Here is a scatterplot to go along with the fitted model:
p <- ggplot(subset(df, RIDAGEYR %in% 18: 29),
aes(x = CPM, y = BMXWAIST, color = sex)) +
geom_point() + guides(color = guide_legend(title = "Sex")) +
ylim(0, 175) +
geom_abline(intercept = fit$coef[1], slope = fit$coef[3], color = "#F8766D") +
geom_abline(intercept = fit$coef[1] + fit$coef[2], slope = fit$coef[3], color = "#00BFC4") +
labs(title = "Waist Circumference vs. Average Daily CPM",
x = "CPM", y = "Waist circumference (cm)") +
theme_bw(base_size = 14)
p
#> Warning: Removed 522 rows containing missing values (geom_point).

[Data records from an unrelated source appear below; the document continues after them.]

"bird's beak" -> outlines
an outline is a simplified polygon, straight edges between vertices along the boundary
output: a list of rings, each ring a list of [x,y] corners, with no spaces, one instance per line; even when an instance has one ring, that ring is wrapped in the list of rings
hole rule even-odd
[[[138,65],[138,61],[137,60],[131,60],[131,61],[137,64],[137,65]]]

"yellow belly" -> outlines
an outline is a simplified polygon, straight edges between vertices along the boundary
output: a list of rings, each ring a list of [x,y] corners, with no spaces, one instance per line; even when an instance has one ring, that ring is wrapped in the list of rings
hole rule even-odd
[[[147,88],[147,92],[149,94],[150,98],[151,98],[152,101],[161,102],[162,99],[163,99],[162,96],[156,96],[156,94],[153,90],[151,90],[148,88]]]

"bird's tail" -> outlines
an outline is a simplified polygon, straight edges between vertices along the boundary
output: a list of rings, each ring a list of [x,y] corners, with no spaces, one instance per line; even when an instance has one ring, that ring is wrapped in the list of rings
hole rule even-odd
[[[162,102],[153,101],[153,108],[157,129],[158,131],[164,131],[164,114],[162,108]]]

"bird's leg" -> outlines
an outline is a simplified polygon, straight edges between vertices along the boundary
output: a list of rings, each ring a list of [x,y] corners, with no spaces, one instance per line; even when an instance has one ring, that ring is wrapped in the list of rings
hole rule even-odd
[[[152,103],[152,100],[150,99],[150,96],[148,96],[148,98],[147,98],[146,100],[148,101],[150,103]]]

Part of my motivation for developing nhanesaccel was to allow researchers without a SAS license (or knowledge of SAS) to process the data. But what about people who don’t use R either?
I decided to convert process_nhanes into a Shiny app, so that users could just visit a website, select various options within a GUI, and ultimately process the data and export an analysis file.
I’ve written the app, but it isn’t online yet. For now, you have to launch it from R by running:
process_nhanes_app()
Lumley, T. 2004. “Analysis of Complex Survey Samples.” Journal of Statistical Software 9 (1): 1–19. http://www.jstatsoft.org/v09/a08/paper.
———. 2017. survey: Analysis of complex survey samples. http://CRAN.R-project.org/package=survey.
National Cancer Institute. 2007. “SAS programs for analyzing NHANES 2003-2004 accelerometer data.” http://riskfactor.cancer.gov/tools/nhanes_pam.
Van Domelen, Dane R. 2018a. accelerometry: Functions for processing accelerometer data.
———. 2018b. nhanesdata: Data from continuous NHANES (Years 1999-2016).